Visiblement furieux, le chef libéral a qualifié d' «épouvantable» le reportage de Radio-Canada. «On parle beaucoup d'éthique de politiciens. Je pense qu'on devrait parler d'éthique de journalistes de Radio-Canada», a-t-il affirmé. Il a notamment déploré les «insinuations» du reportage. «Comment se fait-il que ça sort aujourd'hui, après une semaine de campagne électorale, pour une affaire qui s'est passée en 2009?», s'est-il demandé.

Selon lui, le reportage est «insultant» pour la SQ, puisqu'il laisse croire qu'elle a mis fin à une opération en raison de la rencontre du 6 mars 2009. Est-ce que le corps de police vous protège?, lui a-t-on demandé. «Non», a-t-il répondu sèchement.

Jean Charest n'a pas de souvenirs précis de la conversation du 6 mars 2009. Le premier ministre ne pouvait expliquer la présence de M. Brandone, ce jour-là, dans un hôtel où il rencontrait des représentants des communautés inuites, en compagnie de ministres fédéraux et provinciaux.

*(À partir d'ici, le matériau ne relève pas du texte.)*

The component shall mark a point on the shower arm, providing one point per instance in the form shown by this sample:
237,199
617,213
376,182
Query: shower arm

Eddy Brandone aurait profité de la pause du midi pour s'approcher du premier ministre. Les deux hommes auraient échangé quelques mots pendant deux minutes, selon une source de Radio-Canada.

Dans l'après-midi qui a suivi cette rencontre, la SQ aurait reçu un «B/O» (black-out, dans le jargon policier), c'est-à-dire un ordre de mettre fin à la filature. Certains enquêteurs auraient trouvé «bizarre» et «inhabituel» qu'une opération soit ainsi interrompue. «De façon générale, il y a un principe non écrit de protection du gouvernement. Il ne faut pas laisser l'impression qu'une enquête criminelle s'approche du premier ministre», a dit un autre enquêteur.

Un des responsables de l'époque à la SQ a plutôt indiqué à La Presse que la filature avait été arrêtée parce que les enquêteurs avaient trouvé les informations qu'ils cherchaient. «Le bout avec le premier ministre n'avait pas rapport avec la transaction qu'on voulait établir cette journée-là», explique-t-il.

Des sources policières, très proches de l'enquête du printemps 2009, ont affirmé à La Presse que la filature d'Eddy Brandone visait à établir l'existence d'un vaste système de commissions secrètes dont auraient bénéficié certains dirigeants de la FTQ. Les policiers qui supervisaient l'enquête étaient Denis Morin et Sylvain Tremblay. Le premier est devenu patron de l'escouade Marteau, alors que le second est allé travailler avec Jacques Duchesneau lorsqu'il était responsable de l'Unité anticollusion, au ministère des Transports.

Les enquêteurs ont produit un dossier en bout de course, mais leurs constats n'ont pas passé la rampe au niveau des procureurs de la Couronne. Bien des enquêteurs étaient frustrés que leur travail reste lettre morte.

«Je savais que Jean était pour être là»

En 2010, un journaliste de Radio-Canada a confronté Eddy Brandone. Celui-ci a soutenu qu'il savait que «Jean» était à l'hôtel le 6 mars 2009. Il a ajouté qu'il était présent pour «faire du PR [relations publiques] avec les Indiens», afin de leur vendre des roulottes de chantier.

Une source a toutefois affirmé que M. Brandone n'était pas invité à la rencontre, et qu'il s'était présenté dans le seul but de croiser le premier ministre. Mardi, M. Brandone a tout simplement nié avoir rencontré Jean Charest à l'hôtel de Dorval, selon Radio-Canada.

Jean Charest connaît Eddy Brandone depuis 1993. Celui-ci avait contribué à sa campagne à la direction du Parti conservateur, au fédéral. En 2009, Eddy Brandone militait aux côtés de Tony Tomassi, ancien ministre libéral accusé de fraude. Il a confié à Radio-Canada être un ami de Johnny Bertolo, ancien membre de la mafia assassiné en 2005. Il a aussi affirmé connaître Raynald Desjardins, mafieux accusé de meurtre. Eddy Brandone n'a pas retourné nos appels.

La SQ a assuré qu'il n'y avait «pas eu d'intervention politique». «C'est une décision purement opérationnelle. [...] La SQ est complètement indépendante», a déclaré Guy Lapointe, lieutenant aux enquêtes criminelles. Il n'a pas voulu commenter davantage et a affirmé que la filature avait été faite dans le cadre d'un dossier qui se trouve devant la cour. Il s'agit des accusations de fraude portées contre Jocelyn Dupuis, ex-directeur général de la FTQ-Construction.

La FTQ-Construction et la FTQ ont affirmé qu'Eddy Brandone n'était plus en poste au moment des faits, et ont refusé de commenter.